Jim prepared for bed. A Pastor on his rounds stopped and made his normal inquiries. How are you? Got a job? Have prospects on a place to live? And any help you need just ask. Jim answered with a simple yes or no where possible. He told the Pastor that he was an out of work farm hand from Concord, but didn’t elaborate. The Pastor seemed satisfied.
At about 2 a.m. Jim awoke to the feeling of someone tugging at his mattress. He opened an eye and saw a figure, apparently trying to remove his jacket from underneath. Jim reached out and grasped an open collar then produced his Colt from under the sheets.
“Leave it alone or there’ll be a large hole where your brains are now.”
The figure looked down at the weapon. “Don’t give me that. I’m not stupid. There’s no power pack on that thing.”
A voice came from the next bed. It was Halbert. “It’s a new model, power pack is in the handle. Better do what he says, he’s crazy. Saw him fry a dog yesterday and laugh his head off.”
The intruder let go of the jacket and rapidly disappeared.
“Thanks,” Jim said, pushing the Colt under his pillow.
“Don’t mention it; just keep the party going tomorrow.”
For the remainder of the night Jim slept very lightly, waking at every creak and loud snore. Occasionally he reached under the pillow as a patron got up and wandered in the direction of the bathroom.
* * *
Next morning they had to leave at 7 a.m. after a small breakfast. There were things Jim needed from his own possessions. He couldn’t go anywhere near the lab or his home, so he had to come up with some way of having the things brought to him.
A number of options were avail
able. He could ask one of his friends to go, but putting them in such a dangerous position was unacceptable.
He now had the assistance of a trustworthy gang. Even though disreputable looking and continually impaired, it was better than nothing.
They ambled in the direction of a park frequented by citizens of their caste. Lack of time was no longer a factor. The guise of a drunk would do as a cover, for a while at least.
A park bench made an adequate conference table. They sat sipping the good stuff. Passing citizens paid them no attention; the disguise seemed to be working.
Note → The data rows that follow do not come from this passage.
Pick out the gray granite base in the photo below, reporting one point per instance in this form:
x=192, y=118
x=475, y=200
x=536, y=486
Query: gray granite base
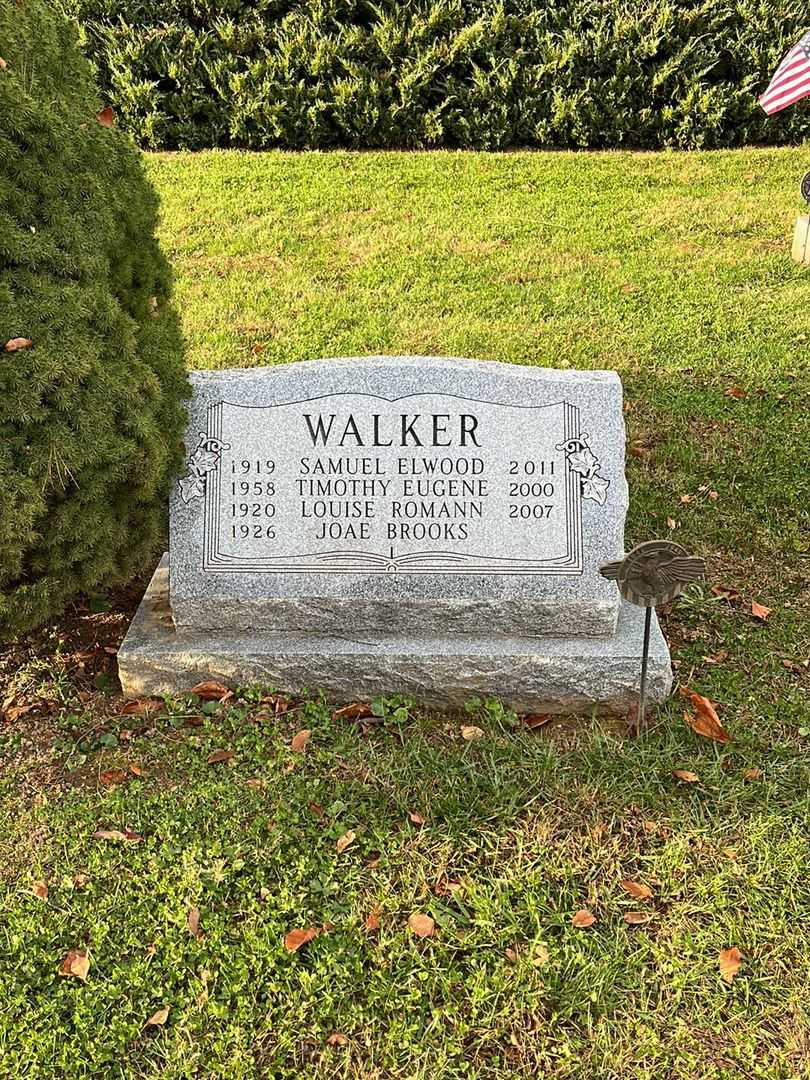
x=528, y=674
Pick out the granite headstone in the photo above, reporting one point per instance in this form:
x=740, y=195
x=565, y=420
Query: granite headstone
x=399, y=524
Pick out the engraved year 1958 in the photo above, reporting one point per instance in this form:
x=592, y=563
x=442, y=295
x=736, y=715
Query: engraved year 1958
x=252, y=495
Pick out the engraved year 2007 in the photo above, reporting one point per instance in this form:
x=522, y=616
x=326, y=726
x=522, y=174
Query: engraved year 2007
x=252, y=514
x=530, y=489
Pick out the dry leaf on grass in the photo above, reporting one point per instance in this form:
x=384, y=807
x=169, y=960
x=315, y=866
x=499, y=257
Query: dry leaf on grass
x=703, y=725
x=220, y=755
x=706, y=723
x=77, y=963
x=295, y=939
x=686, y=775
x=637, y=890
x=16, y=343
x=469, y=731
x=300, y=740
x=111, y=777
x=345, y=840
x=116, y=834
x=730, y=960
x=355, y=711
x=211, y=691
x=583, y=918
x=193, y=923
x=422, y=926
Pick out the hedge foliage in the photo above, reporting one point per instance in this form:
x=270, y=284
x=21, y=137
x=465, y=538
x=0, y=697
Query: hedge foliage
x=91, y=413
x=257, y=73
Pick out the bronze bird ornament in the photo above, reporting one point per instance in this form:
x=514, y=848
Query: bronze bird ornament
x=655, y=572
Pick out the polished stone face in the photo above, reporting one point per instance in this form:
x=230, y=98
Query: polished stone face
x=401, y=494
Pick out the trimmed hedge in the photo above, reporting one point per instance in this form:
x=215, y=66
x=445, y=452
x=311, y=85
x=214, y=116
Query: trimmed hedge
x=91, y=416
x=258, y=73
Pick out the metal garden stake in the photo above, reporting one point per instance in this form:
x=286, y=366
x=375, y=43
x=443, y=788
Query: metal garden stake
x=655, y=572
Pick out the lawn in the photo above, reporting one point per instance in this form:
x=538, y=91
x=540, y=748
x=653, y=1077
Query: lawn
x=673, y=269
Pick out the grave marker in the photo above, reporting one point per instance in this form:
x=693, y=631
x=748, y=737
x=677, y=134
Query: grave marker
x=399, y=524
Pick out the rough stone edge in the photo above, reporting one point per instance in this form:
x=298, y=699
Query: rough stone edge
x=529, y=675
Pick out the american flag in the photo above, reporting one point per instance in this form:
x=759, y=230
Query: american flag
x=791, y=80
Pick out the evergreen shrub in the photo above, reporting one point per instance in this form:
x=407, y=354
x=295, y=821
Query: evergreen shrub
x=480, y=73
x=91, y=358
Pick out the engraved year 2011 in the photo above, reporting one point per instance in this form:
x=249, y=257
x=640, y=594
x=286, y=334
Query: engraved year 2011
x=530, y=489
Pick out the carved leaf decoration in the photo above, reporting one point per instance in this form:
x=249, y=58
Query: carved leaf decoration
x=595, y=487
x=203, y=460
x=191, y=487
x=582, y=461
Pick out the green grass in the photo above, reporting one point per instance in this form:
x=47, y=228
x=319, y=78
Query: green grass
x=673, y=269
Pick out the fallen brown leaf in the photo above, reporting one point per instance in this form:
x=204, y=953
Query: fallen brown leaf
x=211, y=691
x=422, y=926
x=355, y=711
x=158, y=1018
x=111, y=777
x=345, y=840
x=637, y=889
x=300, y=741
x=16, y=343
x=686, y=775
x=730, y=960
x=706, y=723
x=759, y=611
x=77, y=962
x=295, y=939
x=116, y=834
x=14, y=712
x=582, y=919
x=636, y=918
x=220, y=755
x=703, y=725
x=193, y=922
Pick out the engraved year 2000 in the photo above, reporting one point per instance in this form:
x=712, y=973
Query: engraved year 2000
x=530, y=489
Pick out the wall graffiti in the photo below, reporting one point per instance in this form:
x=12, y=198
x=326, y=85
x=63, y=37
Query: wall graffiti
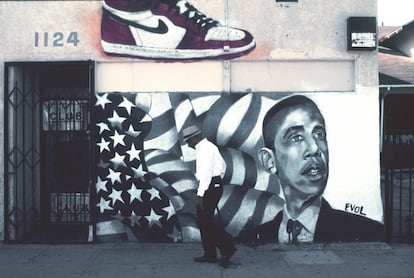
x=168, y=30
x=145, y=184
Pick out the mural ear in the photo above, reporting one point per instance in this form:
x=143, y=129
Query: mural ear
x=267, y=160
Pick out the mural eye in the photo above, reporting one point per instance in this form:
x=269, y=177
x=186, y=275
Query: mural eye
x=320, y=135
x=296, y=138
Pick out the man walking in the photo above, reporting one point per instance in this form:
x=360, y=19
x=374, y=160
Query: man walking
x=210, y=169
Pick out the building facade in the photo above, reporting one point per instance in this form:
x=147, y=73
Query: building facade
x=94, y=107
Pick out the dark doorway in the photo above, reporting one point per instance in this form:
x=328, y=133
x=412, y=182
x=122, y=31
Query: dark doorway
x=397, y=165
x=48, y=152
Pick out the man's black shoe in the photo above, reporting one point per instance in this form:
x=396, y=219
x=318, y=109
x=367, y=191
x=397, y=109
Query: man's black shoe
x=225, y=260
x=204, y=259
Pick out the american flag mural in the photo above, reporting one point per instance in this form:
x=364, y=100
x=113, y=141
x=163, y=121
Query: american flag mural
x=145, y=184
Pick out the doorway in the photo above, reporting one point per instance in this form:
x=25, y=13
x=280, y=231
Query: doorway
x=48, y=152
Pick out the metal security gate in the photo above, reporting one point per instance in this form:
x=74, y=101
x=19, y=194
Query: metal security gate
x=48, y=152
x=397, y=166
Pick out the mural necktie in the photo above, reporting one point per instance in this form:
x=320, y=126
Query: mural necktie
x=293, y=228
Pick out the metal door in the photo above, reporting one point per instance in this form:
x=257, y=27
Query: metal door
x=397, y=166
x=48, y=152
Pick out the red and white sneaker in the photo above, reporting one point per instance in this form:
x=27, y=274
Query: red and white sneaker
x=168, y=29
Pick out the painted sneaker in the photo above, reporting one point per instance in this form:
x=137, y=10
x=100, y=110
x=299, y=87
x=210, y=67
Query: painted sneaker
x=168, y=29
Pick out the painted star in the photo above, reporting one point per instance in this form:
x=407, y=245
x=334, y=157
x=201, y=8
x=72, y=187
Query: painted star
x=102, y=100
x=153, y=218
x=116, y=120
x=118, y=139
x=135, y=194
x=102, y=127
x=154, y=193
x=135, y=219
x=102, y=164
x=127, y=105
x=101, y=185
x=133, y=153
x=116, y=196
x=138, y=172
x=114, y=176
x=104, y=205
x=169, y=210
x=118, y=160
x=132, y=132
x=103, y=145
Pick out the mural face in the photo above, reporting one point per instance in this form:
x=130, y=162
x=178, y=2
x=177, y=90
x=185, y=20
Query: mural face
x=146, y=187
x=159, y=29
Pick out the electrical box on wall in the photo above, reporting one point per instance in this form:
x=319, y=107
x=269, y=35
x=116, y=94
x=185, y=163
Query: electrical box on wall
x=362, y=33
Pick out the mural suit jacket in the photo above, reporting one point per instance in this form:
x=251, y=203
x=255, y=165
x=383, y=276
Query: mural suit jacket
x=332, y=226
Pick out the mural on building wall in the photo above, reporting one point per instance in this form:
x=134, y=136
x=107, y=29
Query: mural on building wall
x=172, y=29
x=146, y=188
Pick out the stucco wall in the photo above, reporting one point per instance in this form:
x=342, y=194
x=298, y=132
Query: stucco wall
x=300, y=47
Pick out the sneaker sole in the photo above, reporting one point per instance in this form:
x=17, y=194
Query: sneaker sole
x=174, y=54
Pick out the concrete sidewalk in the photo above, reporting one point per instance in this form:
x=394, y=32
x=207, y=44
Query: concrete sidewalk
x=176, y=260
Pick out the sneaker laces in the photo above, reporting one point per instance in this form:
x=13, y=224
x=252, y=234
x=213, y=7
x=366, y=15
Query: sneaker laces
x=191, y=13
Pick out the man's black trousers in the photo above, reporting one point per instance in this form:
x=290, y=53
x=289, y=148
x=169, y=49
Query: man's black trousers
x=213, y=234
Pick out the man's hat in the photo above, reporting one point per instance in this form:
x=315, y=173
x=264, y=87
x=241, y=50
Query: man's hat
x=190, y=131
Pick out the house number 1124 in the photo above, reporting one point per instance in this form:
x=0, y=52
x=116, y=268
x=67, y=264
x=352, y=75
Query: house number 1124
x=55, y=39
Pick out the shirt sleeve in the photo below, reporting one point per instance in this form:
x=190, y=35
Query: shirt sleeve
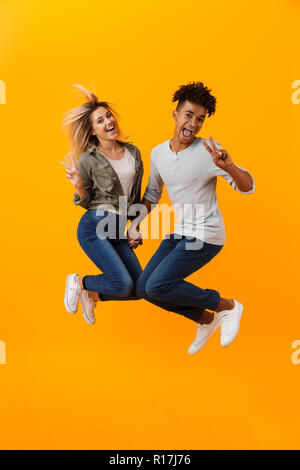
x=88, y=186
x=155, y=184
x=217, y=171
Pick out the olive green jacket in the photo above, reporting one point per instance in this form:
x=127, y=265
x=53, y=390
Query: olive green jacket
x=101, y=182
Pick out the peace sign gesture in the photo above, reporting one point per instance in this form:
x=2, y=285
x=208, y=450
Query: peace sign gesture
x=72, y=173
x=220, y=156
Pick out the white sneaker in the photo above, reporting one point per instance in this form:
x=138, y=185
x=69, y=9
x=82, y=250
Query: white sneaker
x=230, y=323
x=203, y=333
x=88, y=307
x=72, y=293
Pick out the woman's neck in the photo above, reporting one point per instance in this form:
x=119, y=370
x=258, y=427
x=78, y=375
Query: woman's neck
x=110, y=147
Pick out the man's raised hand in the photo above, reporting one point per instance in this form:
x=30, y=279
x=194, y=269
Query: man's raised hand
x=220, y=156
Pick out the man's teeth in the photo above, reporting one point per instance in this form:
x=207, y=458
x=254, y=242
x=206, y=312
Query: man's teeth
x=187, y=132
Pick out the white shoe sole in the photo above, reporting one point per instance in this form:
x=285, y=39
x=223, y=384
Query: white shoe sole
x=68, y=308
x=193, y=351
x=239, y=308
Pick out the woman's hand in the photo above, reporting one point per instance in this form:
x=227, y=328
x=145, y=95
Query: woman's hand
x=73, y=174
x=134, y=236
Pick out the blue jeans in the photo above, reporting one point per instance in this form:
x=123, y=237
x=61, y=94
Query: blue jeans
x=112, y=255
x=162, y=282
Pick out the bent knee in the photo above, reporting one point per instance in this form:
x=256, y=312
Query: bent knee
x=125, y=288
x=140, y=288
x=154, y=290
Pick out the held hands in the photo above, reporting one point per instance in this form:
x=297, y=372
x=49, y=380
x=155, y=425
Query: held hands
x=134, y=236
x=220, y=156
x=72, y=173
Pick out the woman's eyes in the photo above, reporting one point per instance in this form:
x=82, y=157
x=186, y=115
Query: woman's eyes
x=101, y=120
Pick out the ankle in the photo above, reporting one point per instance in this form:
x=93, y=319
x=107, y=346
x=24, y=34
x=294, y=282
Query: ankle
x=206, y=318
x=225, y=304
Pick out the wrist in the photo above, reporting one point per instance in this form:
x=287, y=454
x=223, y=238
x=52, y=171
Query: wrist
x=230, y=167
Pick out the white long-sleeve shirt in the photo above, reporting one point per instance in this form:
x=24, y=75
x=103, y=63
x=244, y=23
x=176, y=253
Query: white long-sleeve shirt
x=190, y=177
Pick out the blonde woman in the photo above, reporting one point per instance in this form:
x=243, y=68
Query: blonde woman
x=106, y=170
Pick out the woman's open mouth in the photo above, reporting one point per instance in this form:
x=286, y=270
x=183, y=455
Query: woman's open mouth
x=111, y=129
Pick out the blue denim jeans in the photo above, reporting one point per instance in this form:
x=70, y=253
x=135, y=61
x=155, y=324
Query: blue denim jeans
x=162, y=282
x=112, y=255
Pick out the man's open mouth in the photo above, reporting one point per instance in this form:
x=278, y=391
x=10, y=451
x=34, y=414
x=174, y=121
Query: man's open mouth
x=187, y=132
x=111, y=129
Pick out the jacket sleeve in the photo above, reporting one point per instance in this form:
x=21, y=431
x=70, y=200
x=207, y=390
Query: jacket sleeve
x=155, y=185
x=88, y=186
x=217, y=171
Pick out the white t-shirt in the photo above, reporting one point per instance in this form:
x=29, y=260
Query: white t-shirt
x=190, y=177
x=125, y=169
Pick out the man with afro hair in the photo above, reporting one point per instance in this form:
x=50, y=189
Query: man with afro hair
x=189, y=166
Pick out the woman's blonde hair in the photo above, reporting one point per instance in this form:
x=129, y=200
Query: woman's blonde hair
x=80, y=126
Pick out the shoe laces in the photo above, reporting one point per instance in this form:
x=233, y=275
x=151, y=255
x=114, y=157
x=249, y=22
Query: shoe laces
x=226, y=321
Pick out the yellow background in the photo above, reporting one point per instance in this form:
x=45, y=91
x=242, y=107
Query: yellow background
x=128, y=382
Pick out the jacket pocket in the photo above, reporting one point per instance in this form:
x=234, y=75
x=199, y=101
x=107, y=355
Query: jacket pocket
x=103, y=181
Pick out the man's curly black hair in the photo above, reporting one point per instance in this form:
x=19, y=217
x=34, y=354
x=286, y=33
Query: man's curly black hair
x=195, y=92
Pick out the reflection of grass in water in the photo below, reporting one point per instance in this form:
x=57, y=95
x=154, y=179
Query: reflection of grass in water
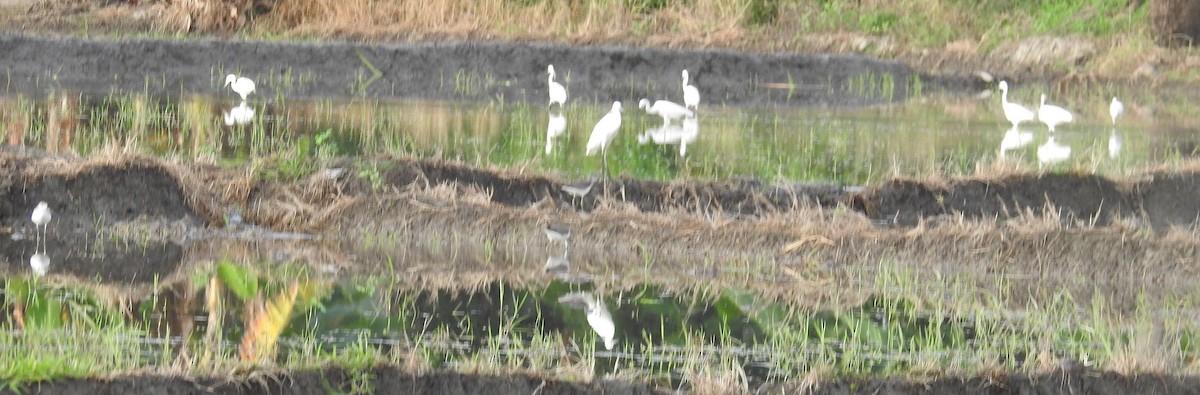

“Do you think they could pick up on it if I made a call to the lab,” Jim asked Alfred.
“If they’re into everything, like you say, they would do it in a heartbeat.”
“No one’s looking for me,” Halbert announced. “My voice print has not been registered with any of the systems for years. They probably think I’ve died.”
“No,” Phil said. “You only smell like it.”
They all chuckled.
“So how can I call for my transit?”
“There are ways,” Halbert said.
“Bounce the call off another pen phone,” Alfred said.
“Two of you have pen phones?” Jim said.
“No, but I can get them. Just do not ask where I did.”
They all chuckled.
* * *
Halbert made the call to Levin at the lab. The instructions were to place selected crates in Jim’s transit and park it in the parking lot. The only other person to be notified was Dr. Redmond.
The next part of the plan involved Alfred waiting at a distance from the throughway. Jim traveled by bus to a point two kilometers away. It was closer to the throughway on the probable route of the transit if called from the first phone. To take the bus, he had to purchase a pass disk from a vending machine at one bus stop.
He waited for the arranged call from Alfred. At a predetermined time the phone buzzed, Jim answered it. At the other end Alfred threw his phone into a bush.
Jim was surprised at the clarity of the make shift connection as he heard the computerized operators voice.